Fletcher's increased profit, which was below broking houses Forsyth Barr's and Craigs Investment Partners' expectations of $185 million and $170 million respectively, was largely on the back of strong performances in several Australian divisions; Laminates and Panels and Steel divisions.
Fletcher shares initially dropped about 1% to trade around $8.12 after the announcement, but recovered to $8.24.
Fletcher chief executive Jonathan Ling said the result was "strong", considering the mixed market conditions.
"This was a result of increased volumes in many of the group's Australian businesses, most notably in the Laminates and Panels and Steel products business, although [Australian] insulation revenues were down significantly as a result of the withdrawal of the Australian government insulation subsidy scheme," Mr Ling said.
He noted inventory levels were expanded during the six months to ensure the Fletcher group was "well positioned to respond to an upturn in activity levels".
Mr Ling said Christchurch's rebuilding work, in which Fletcher has a share of $190 million in infrastructure contracts, "would accelerate" during the second half of 2011, while flood devastation in Queensland and Victoria would "likely" have a short-term negative impact, but have a more positive contribution in 2012.
Craigs Investment partners broker Chris Timms and Forsyth Barr broker Tony Conroy both said investors and analysts alike were picking that "positive bottom-line contributions" from rebuilding work in both Christchurch and Australia would now be "pushed out" from second-half 2011 into 2012 results.
Mr Timms said this expectation was reflected by yesterday's share price softening and would cause further share price weakness during the year.
Mr Conroy said while the half-year result was below his more "aggressive target" of $185 million, the result was still a good achievement.

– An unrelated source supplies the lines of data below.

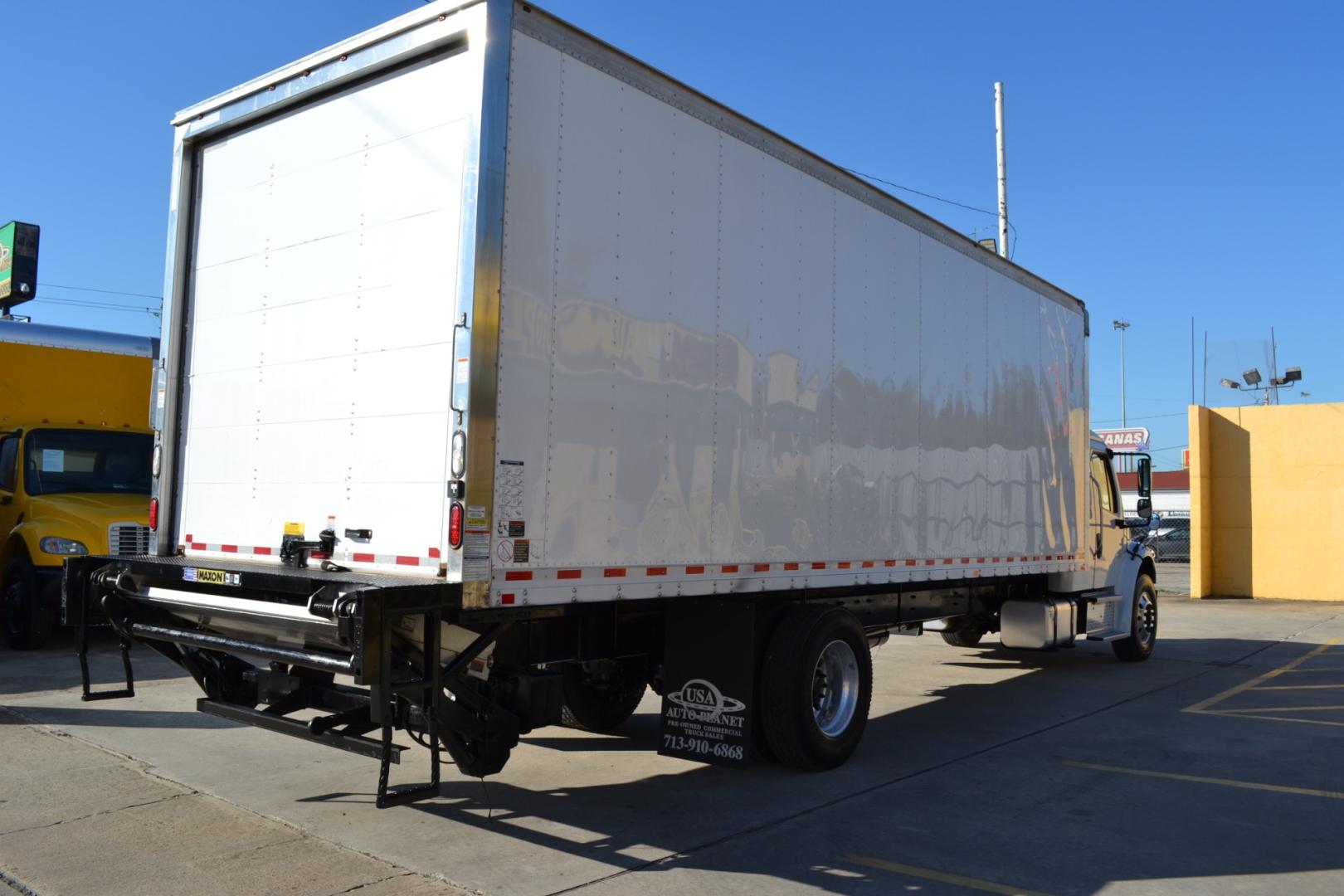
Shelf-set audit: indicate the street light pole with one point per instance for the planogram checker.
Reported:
(1124, 416)
(1121, 327)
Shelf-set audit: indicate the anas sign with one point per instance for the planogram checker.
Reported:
(1133, 438)
(17, 264)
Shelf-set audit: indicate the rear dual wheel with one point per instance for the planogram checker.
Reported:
(816, 687)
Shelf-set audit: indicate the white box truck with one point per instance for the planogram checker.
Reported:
(507, 377)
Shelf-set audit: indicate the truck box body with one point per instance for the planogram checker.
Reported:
(689, 356)
(66, 375)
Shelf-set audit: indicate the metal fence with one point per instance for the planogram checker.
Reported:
(1172, 542)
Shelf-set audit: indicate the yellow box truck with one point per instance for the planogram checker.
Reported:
(75, 453)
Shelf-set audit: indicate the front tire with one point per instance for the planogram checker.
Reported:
(27, 618)
(1142, 625)
(816, 687)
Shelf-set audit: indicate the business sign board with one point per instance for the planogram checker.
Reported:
(1133, 438)
(17, 264)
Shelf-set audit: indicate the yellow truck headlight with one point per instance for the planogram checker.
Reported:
(52, 544)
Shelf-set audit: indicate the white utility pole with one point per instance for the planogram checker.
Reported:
(1003, 169)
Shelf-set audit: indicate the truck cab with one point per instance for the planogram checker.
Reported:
(74, 461)
(65, 490)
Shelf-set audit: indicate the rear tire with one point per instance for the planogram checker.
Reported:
(967, 637)
(816, 687)
(590, 707)
(1142, 625)
(27, 617)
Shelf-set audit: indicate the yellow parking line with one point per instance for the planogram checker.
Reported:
(1225, 782)
(1231, 692)
(942, 878)
(1305, 722)
(1238, 711)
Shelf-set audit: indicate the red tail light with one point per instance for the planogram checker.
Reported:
(455, 525)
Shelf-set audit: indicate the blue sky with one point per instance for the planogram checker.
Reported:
(1166, 160)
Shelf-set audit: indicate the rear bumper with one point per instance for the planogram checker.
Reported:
(324, 621)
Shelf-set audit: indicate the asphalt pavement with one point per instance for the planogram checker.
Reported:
(1211, 768)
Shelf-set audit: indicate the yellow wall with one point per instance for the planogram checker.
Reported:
(1266, 494)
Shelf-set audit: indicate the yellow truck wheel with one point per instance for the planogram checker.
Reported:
(27, 618)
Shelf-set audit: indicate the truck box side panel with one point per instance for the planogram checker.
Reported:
(325, 265)
(721, 373)
(65, 375)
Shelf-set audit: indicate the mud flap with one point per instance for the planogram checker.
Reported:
(709, 674)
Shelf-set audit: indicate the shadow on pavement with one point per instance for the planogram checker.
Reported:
(965, 783)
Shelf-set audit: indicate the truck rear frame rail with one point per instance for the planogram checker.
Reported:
(394, 687)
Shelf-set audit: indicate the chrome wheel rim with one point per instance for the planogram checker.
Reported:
(1146, 618)
(835, 688)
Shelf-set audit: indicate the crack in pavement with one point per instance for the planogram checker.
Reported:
(95, 815)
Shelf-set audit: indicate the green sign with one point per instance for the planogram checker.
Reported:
(17, 264)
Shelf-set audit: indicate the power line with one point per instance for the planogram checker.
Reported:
(951, 202)
(1151, 416)
(110, 306)
(106, 292)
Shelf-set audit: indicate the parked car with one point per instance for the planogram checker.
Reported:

"We're less concerned with it coming in below expectations and are encouraged that its full-year 2011 profit guidance is to achieve the current consensus forecast of $354 million," Mr Conroy said.
In the short term there are several challenges for Fletcher with trading conditions relatively subdued.
"The timing of increased activity around the Christchurch earthquake and Queensland floods is being pushed further out into late 2012, rather than there being any immediate benefit," he said.
Mr Timms said it was notable that the Formica purchase; which he described as having become a "millstone acquisition" for Fletcher, was 130% ahead on earnings before interest and tax at $US23 million, largely on the back of growth in Asia and in-house cost reduction programmes.
Following the acquisition of Formica in May 2007, Fletcher was forecasting earnings before interest, tax, depreciation and amortisation of $US94 million.
For the half-year to December 2008, Formica delivered $US7 million, followed a year later for the corresponding period ebitda of $US17 million.
"Even if they doubled that again, it's still a long way off [initial] expectations," Mr Timms said.
The dividend increase, from 14c per share to 16c, was above expectations of both brokerages.
Mr Timms said there was "commentary" Fletcher, highly regarded by shareholders for its stable dividend income, would retain its earnings to pump back into company growth, but Mr Ling had decided to stay with the "tried and true" policy of delivering to shareholders.
Both brokers are confident Fletcher looks set to complete its hostile $A800 million ($NZ1.05 billion) takeover bid for Australian rival Crane Group.
Crane's board has recommended shareholders accept the second, revised, Fletcher bid for $A10.07 per share, comprised of Fletcher scrip and cash.